Ledgend has it that in an ancient and secret monastery somewhere in the mountains of Tibet, monks are, and have been for countless generations, moving 64 golden disks of varying sizes from one pile to another in accordance with the rules (given below) set out at the beginning of the world. When the final move is completed, the world will come to an end. So it is said. For this assignment, you will implement a Java program that solves the Towers of Hanoi problem and graphically displays each step of progress in the solution sequence. You will want to draw upon what you have learned about recursive algorithms and you will now learn about Frames and drawing graphics.

Rules of the puzzle

There are exactly three places, or piles, where disks may be placed. Disks are moved one at a time. The monks moving a disk may only place it on another disk that is larger than the one being placed. Thus, a disk may never be placed on a smaller disk. Obviously, you may not insert a disk into the midst of a pile; disks may only be placed on the top of a pile. The object is to move a pile of disks from one peg to another, one disk at a time, using only the three places and without violating the size rule.


Write a Java program (class), TOHViewer, that solves the puzzle for a given number of disks and also animates the solution sequence. In order to support the display of the solution steps, your TOHViewer class should extend java.awt.Frame. Specifically, you must:

  1. Create a window showing a base and three pegs on which disks may be placed.
  2. You will use three Stack<Integer>s to model the piles of disks. The astute reader will notice that piles are, in fact, stacks of disks and thus your model should use the stack ADT methods provided. Note, the Stack<E> class extends the Vector<E> class; thus, you will still have access to all the vector methods which may be useful during drawing. Each individual disk will be represented by an integer, the value of which corresponds to its size.

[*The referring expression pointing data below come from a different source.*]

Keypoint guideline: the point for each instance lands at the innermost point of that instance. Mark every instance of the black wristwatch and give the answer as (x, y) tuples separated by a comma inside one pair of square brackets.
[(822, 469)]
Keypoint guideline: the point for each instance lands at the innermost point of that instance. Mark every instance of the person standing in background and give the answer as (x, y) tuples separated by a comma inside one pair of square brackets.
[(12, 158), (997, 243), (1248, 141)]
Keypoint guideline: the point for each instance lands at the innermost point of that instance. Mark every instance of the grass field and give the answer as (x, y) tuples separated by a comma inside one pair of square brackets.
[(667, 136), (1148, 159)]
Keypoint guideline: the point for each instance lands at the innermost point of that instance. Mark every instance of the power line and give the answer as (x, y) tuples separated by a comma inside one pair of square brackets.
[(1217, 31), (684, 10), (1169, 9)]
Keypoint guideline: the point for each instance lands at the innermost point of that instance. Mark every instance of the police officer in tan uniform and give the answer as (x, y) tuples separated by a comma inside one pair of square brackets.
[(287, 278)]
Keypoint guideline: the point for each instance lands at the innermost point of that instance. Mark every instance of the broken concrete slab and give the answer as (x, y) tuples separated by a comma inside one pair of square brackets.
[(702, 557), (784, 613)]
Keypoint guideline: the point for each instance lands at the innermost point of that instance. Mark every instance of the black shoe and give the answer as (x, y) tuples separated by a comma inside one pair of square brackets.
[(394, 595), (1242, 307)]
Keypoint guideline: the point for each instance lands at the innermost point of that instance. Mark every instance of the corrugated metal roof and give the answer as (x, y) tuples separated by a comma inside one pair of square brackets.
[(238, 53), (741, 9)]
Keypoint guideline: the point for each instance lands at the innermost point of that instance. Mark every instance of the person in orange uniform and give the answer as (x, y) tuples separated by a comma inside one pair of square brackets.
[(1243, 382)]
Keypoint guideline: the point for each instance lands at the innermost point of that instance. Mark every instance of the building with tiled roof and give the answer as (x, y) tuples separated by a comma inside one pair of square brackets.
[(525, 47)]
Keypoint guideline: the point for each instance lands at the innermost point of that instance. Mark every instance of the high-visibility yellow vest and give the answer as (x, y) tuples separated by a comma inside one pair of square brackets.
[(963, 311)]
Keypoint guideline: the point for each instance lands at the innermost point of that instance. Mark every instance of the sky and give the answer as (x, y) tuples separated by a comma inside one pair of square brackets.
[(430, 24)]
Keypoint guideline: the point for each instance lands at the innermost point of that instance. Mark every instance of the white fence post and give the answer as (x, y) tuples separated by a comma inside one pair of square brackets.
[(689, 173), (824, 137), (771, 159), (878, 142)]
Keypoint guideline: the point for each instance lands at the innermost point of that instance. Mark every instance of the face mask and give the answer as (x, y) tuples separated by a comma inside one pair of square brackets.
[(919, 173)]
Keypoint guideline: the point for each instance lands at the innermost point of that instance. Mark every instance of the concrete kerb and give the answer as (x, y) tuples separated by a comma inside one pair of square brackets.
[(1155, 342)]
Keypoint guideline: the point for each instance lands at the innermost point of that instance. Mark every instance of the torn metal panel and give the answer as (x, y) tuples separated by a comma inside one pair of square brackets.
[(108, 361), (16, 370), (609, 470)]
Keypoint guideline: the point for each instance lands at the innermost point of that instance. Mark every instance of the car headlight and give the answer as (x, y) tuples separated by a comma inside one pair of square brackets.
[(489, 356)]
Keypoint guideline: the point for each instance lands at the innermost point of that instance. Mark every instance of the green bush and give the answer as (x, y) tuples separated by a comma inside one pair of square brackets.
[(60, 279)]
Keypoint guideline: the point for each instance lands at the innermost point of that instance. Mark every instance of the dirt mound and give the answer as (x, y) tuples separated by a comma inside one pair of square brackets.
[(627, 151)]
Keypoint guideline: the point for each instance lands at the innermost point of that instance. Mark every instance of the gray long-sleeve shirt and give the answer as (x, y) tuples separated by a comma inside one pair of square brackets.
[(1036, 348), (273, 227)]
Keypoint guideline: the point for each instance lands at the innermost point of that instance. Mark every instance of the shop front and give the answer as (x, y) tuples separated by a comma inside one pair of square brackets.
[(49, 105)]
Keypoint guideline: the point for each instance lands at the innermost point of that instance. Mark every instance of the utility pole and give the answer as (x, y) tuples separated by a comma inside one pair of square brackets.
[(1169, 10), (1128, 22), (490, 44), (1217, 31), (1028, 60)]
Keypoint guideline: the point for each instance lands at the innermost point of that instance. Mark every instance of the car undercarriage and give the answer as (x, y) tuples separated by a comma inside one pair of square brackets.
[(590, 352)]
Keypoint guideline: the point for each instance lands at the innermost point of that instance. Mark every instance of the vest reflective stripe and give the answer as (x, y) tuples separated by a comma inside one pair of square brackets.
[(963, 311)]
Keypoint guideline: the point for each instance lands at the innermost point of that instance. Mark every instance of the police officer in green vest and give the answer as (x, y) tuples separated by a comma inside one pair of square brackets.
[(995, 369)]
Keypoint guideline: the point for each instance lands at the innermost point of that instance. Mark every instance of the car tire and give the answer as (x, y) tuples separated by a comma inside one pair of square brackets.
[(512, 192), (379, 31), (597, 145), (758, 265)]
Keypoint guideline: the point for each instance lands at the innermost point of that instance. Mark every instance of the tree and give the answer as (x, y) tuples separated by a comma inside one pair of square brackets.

For the purposes of the puzzle, you are allowed only to remove a single disk from the top of one pile (stack) and add it to the top of another (providing, of course, the size of the disk being added is less than that of the disk currently at the top of the stack on which it is being placed).
  3. Determine the desired number of disks to simulate from the first command line argument. (I suggest you not try 64.) Your class must have a constructor that takes a single int corresponding to the number of disks.
  4. Towers of Hanoi at start of puzzle Initialize the Stack corresponding to the left-most pile, or peg, to contain the given number of disks. Paint the piles. Your window should look something like the picture at the right.
  5. Using recursion, implement a puzzle solver method, solveTOH. Your solver method should have the following signature: public void solveTOH(int nDiscs, Stack<Integer> pileA, Stack<Integer> pileB, Stack<Integer> pileC). As with any recursive problem, think about an appropriate base case. You should interpret the arguments given to solveTOH as follows: move nDiscs discs from pile pileA to pile pileB, using pile pileC as a temporary space.
  6. Paint each of the piles after each movement of a single disk from one pile to another. You should include a small delay to improve viewing; something on the order of 50-200ms should work well.

Submission instructions:

Do not forget to use the javadoc constructs for your documentation and include the html file produced by the javadoc tool in your final submission. Make sure that you create a folder named with your Westmont email name followed by “Ex6”. For example, someone with email address “cjones” would create a folder called “cjonesEx6”. Make sure that inside that folder you have: for both parts of the assignment, java source files and html documentation files resulting from javadoc. Finally, either tar or zip the folder so that when we extract it, the folder “<emailname>Ex6” will be created. Submit the packaged file for Exercise 6 on Eureka.